One thing I’ve learned through this year-long journey (so far), is that you still have to make time for you. It’s so easy to get caught up in everything that I’m supposed to be doing: caring for my kids and husband, cooking, cleaning, shuttling kids, volunteering and helping others, etc. I can see how it’s possible to lose yourself when giving so much to others.
I went through a rough patch when Beau was so sick this winter. My days and nights consisted of taking care of him, attempting to keep things normal for James Michael, cooking for my family and cleaning came last, but still made the list. It was a blur of a couple months where I stopped blogging and stopped working out. I didn’t have the physical or mental energy to do either. So I get that sometimes, it’s hard to avoid times like this when the atypical seems to drag on and on.
But barring that rough patch, I’ve tried my best to keep some semblance of self, of the me apart from mom and wife. Why? Because I truly believe that doing so makes me a better mom and wife. Instead of giving less, as it may seem, I feel like I can actually give more, with a better attitude. It also helps me to focus on tasks I don’t enjoy, such as cleaning, when I know I have to get it done so I can do something for me.
Having me time is going to look different for everyone, depending on hobbies and interests. For me, my top activities are baking, blogging, reading and working out. I do like getting together with my girlfriends, but outings like that require schedules lining up along with someone to watch the kids, so they only happen periodically. I really love the women’s bible studies I’ve been able to participate in on Thursday mornings at our church. Because childcare is offered, it’s time for me to connect with other women and build relationships, as well as grow my own spiritual relationship. Those relationships have given the boys and I countless opportunities for play dates, which is good for them as well as us moms.

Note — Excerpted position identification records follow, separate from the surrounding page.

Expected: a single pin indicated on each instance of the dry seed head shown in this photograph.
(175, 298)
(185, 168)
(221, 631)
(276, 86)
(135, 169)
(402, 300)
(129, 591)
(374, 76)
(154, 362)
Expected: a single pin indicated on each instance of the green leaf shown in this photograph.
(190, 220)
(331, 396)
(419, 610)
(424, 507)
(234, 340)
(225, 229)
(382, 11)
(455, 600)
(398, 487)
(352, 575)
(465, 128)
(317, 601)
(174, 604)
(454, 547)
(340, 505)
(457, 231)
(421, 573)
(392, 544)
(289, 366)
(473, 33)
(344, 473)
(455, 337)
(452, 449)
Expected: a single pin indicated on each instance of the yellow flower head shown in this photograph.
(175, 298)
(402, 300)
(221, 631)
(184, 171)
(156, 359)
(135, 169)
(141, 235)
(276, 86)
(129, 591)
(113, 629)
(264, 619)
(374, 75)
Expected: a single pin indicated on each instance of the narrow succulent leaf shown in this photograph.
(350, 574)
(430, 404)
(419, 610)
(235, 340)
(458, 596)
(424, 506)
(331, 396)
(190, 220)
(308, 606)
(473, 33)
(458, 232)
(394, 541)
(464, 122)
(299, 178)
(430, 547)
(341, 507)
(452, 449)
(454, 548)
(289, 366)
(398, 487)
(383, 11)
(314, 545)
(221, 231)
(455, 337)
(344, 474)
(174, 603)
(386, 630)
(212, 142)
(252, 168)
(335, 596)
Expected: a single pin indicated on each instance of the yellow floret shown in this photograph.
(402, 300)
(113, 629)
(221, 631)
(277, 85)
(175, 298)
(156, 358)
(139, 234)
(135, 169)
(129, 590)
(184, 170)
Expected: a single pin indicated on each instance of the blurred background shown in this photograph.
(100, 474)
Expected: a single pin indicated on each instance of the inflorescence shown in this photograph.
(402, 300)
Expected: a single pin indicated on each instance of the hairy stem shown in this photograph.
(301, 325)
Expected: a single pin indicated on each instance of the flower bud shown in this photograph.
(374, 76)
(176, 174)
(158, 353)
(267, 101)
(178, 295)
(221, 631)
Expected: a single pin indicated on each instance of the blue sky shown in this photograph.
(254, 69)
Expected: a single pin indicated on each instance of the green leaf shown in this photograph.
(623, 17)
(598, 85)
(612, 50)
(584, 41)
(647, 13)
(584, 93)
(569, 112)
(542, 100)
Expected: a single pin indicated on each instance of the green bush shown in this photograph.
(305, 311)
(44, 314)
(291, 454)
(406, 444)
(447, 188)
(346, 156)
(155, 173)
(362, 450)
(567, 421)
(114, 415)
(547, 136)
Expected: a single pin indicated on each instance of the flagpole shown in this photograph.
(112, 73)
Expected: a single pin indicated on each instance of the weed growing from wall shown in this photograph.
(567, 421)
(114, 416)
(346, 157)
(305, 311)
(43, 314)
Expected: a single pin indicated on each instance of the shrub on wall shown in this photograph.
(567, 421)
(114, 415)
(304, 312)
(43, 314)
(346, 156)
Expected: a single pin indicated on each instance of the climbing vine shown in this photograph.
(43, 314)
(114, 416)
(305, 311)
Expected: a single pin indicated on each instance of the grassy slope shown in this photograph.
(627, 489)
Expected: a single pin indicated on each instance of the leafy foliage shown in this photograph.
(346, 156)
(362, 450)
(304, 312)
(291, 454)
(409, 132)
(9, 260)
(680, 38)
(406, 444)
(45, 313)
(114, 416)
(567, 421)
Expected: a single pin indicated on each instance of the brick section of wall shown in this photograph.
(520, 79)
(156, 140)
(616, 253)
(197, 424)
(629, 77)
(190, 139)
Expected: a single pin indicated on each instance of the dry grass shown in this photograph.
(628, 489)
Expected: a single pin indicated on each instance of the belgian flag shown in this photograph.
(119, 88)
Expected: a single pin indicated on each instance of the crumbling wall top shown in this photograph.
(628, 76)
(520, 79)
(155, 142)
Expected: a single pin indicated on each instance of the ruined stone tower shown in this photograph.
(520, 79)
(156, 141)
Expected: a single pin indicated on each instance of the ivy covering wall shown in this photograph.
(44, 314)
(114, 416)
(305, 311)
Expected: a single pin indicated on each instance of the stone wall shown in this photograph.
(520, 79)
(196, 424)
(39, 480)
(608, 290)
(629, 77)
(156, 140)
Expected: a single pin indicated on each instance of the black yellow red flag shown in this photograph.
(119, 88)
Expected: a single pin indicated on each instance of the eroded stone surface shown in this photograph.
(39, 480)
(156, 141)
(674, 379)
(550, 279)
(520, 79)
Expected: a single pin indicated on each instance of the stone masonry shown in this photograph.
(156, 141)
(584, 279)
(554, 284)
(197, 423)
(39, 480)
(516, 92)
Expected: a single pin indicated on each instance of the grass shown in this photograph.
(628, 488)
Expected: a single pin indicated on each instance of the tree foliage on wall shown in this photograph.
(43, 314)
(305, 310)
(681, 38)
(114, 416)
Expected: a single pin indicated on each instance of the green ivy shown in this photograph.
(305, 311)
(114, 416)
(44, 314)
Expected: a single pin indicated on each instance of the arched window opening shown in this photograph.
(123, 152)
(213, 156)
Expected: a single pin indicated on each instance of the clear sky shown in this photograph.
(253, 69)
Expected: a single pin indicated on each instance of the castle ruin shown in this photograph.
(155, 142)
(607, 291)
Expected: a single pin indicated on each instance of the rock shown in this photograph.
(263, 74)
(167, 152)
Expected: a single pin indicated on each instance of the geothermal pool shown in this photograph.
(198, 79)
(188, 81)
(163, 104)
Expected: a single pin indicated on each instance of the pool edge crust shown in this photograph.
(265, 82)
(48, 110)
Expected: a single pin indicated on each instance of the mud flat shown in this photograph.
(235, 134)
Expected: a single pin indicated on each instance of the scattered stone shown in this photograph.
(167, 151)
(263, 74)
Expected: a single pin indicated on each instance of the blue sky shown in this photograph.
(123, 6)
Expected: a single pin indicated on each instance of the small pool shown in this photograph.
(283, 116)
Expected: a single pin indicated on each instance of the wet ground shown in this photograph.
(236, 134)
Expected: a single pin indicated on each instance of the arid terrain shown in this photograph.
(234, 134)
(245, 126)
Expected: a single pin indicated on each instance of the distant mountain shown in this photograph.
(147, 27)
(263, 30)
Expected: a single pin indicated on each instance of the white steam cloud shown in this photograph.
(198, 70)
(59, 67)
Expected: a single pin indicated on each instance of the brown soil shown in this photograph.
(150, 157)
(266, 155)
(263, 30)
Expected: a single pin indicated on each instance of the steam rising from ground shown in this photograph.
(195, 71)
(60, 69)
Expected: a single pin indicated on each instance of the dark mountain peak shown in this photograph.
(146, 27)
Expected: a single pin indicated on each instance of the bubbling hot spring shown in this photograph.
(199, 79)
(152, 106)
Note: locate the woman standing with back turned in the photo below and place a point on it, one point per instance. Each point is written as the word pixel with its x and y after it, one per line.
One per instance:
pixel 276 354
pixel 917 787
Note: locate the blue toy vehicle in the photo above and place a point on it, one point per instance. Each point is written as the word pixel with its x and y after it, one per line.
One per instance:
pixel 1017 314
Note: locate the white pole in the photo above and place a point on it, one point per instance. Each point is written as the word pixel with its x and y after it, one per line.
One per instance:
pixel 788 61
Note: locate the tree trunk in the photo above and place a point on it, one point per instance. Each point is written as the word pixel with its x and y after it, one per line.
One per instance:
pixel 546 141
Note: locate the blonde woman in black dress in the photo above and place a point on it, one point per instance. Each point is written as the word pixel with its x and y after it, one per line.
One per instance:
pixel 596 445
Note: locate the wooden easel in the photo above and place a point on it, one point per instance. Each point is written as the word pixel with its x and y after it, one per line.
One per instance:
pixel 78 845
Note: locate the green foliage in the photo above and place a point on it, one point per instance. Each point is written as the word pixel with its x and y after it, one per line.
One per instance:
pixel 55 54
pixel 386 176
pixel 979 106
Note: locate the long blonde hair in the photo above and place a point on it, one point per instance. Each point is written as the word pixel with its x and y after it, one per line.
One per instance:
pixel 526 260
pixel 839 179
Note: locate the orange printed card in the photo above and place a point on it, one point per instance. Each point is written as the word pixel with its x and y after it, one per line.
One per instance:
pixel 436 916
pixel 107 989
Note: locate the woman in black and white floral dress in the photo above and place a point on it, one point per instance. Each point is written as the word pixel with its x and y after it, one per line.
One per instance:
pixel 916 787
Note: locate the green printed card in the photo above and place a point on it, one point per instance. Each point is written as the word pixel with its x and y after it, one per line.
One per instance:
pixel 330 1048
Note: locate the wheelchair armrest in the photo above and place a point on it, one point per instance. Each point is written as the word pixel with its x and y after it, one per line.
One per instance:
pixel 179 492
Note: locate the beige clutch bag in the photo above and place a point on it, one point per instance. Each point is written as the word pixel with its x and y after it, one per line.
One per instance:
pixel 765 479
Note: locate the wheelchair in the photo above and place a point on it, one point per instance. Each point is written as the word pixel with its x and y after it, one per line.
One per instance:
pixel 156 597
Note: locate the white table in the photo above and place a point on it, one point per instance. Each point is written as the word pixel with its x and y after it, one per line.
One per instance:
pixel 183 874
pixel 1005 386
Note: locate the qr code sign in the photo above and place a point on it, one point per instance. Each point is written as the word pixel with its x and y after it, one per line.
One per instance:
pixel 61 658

I won’t lie, it’s near impossible to make time for me every day. Something will come up: the boys’ naps will barely overlap, the house has to be cleaned for guests, or another ‘have-to’ must be completed in the time that I would normally set aside for me. But that’s to be expected; that’s life with kids. I would say that, on average, I get me time about five times a week–sometimes it’s 30 minutes, sometimes it’s 1.5 hours. I take what I can get and use it for me. During my first trimester, I used it to lay down and rest while I was feeling so nauseous and exhausted. Nowadays, before baby girl comes and I have a little energy, I like to blog or bake.
Critics may argue that I should spend that kid-free time getting caught up on housework or chores. But you know what, I believe the saying that “Good moms have sticky floors, dirty ovens and happy kids.” I think I’ll settle for being just a good mom any day.